Tragedy yes, terrible…agreed.
It took a very long time to solve this problem, BP knows, they understand, but the important thing is its solved. Didn’t you hear? Skimmers are being sent home…no oil to clean up anymore, not really, at least not any that Thad Allen can find because the dispersants have gotten rid of it all. Those closed fisheries? They’ve started to reopen, no matter if they are still toxic and the EPA and FDA haven’t been trustworthy on the effects of the spill…these are mere details. With few minor exceptions, all is going according to the plan. They’re even removing boom now, it was doing more damage than good, don’t ya know…British Petroleum and the Coast Guard would like to thank you for your patience, America. Though we’re certainly not out of the woods, the clearing is in view and that view is a beautiful sunset over a body of water that in very short order, will be crystal clear again. In fact, it’ll be even better than before…
Well, that’s a version anyway.
Unfortunately, it is quickly becoming the official version for too many mainstream media outlets.
Oh yeah, and it’s bullshit.
From Riki Ott’s outstanding article in the HuffingtonPost:
Regarding the hard to find oil:
Bay Jimmy on the northeast side of Barataria Bay was full of oil. So was Bay Baptiste, Lake Grande Ecaille, and Billet Bay. Sitting next to me was Mike Roberts, a shrimper with Louisiana Bayoukeepers, who has grown up in this area. His voice crackled over the headset as I strained to hold the window. “I’ve fished in all these waters – everywhere you can see. It’s all oiled. This is the worst I’ve seen. This is a heart-break…”
Regarding the safety of chemical dispersants:
The dispersants used in BP’s draconian experiment contain solvents such as petroleum distillates and 2-butoxyethanol. Solvents dissolve oil, grease, and rubber. Spill responders have told me that the hard rubber impellors in their engines and the soft rubber bushings on their outboard motor pumps are falling apart and need frequent replacement…plastic corks used to float the absorbent booms during skimming operations dissolve after a week of use…medical doctor Ted Schettler and others warn that solvents can rapidly enter the human body: They evaporate in air and are easily inhaled, they penetrate skin easily, and they cross the placenta into fetuses. For example, 2-butoxyethanol is a human health hazard substance: It is a fetal toxin and it breaks down blood cells, causing blood and kidney disorders.
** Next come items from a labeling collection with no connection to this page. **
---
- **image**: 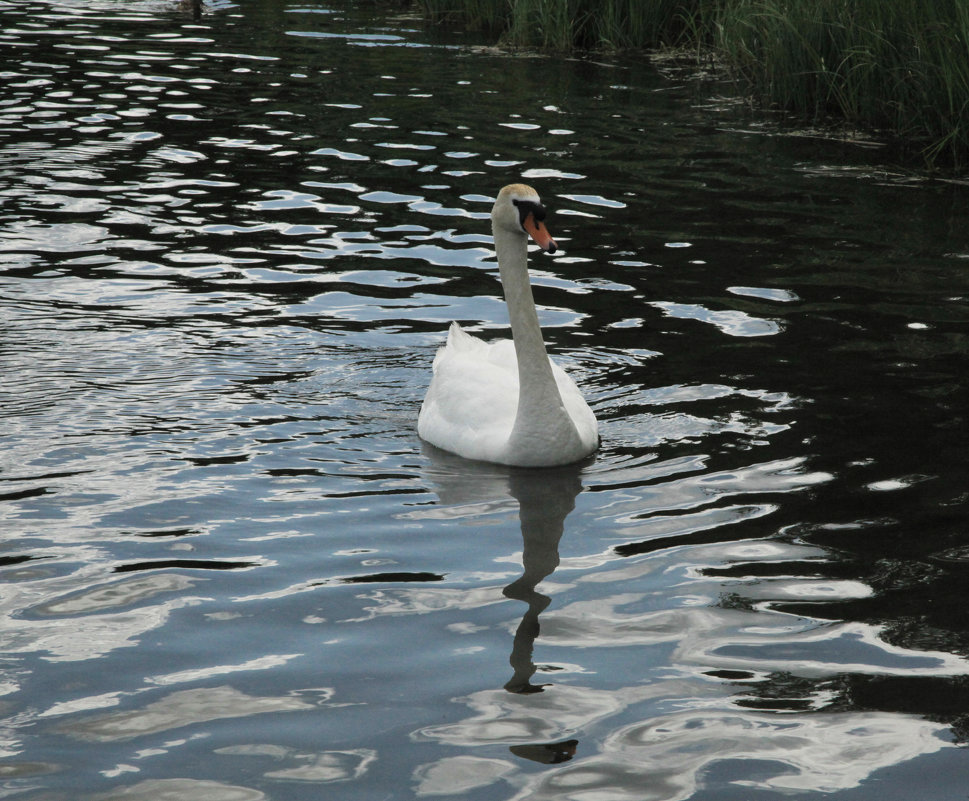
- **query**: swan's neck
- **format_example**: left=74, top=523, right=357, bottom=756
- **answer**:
left=493, top=227, right=577, bottom=447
Regarding the downplaying of the dangers by BP, the Coast Guard, OSHA, NIOSH, the FDA and the EPA:
BP insists that solvents “disappear” after only a day or two. Retired toxicologist and forensic chemist John Laseter disagrees. Laseter told me that solvents “solubilize” or become soluble in oil and remain a threat for up to two months. He said the oil-solvent mixture sticks on biological tissue – gills of fish, the organic film coating sand grains and raindrops – and can wreak havoc. He told me that the dispersants are “almost certainly” making the oil penetrate more deeply into the skin and could very well be causing the rashes in the Gulf. The Mobile television station WKRG took samples of water and sand from Orange Beach, Gulf Shores, Katrina Key, and Dauphin Island. The test was nothing fancy. The on-air reporter simply dipped a jar into the ocean and another into some surf water filling a sand pit dug by a small child. In the samples, oil was not visible in the water or the sand, but the chemist who analyzed them reported astonishingly high levels of oil ranging from 16 to 221 parts per million (ppm). Except for the Dauphin Island sample — that one literally exploded in the lab before testing could be completed. The chemist thought maybe the exploding sample contained methane or 2-butoxyethanol.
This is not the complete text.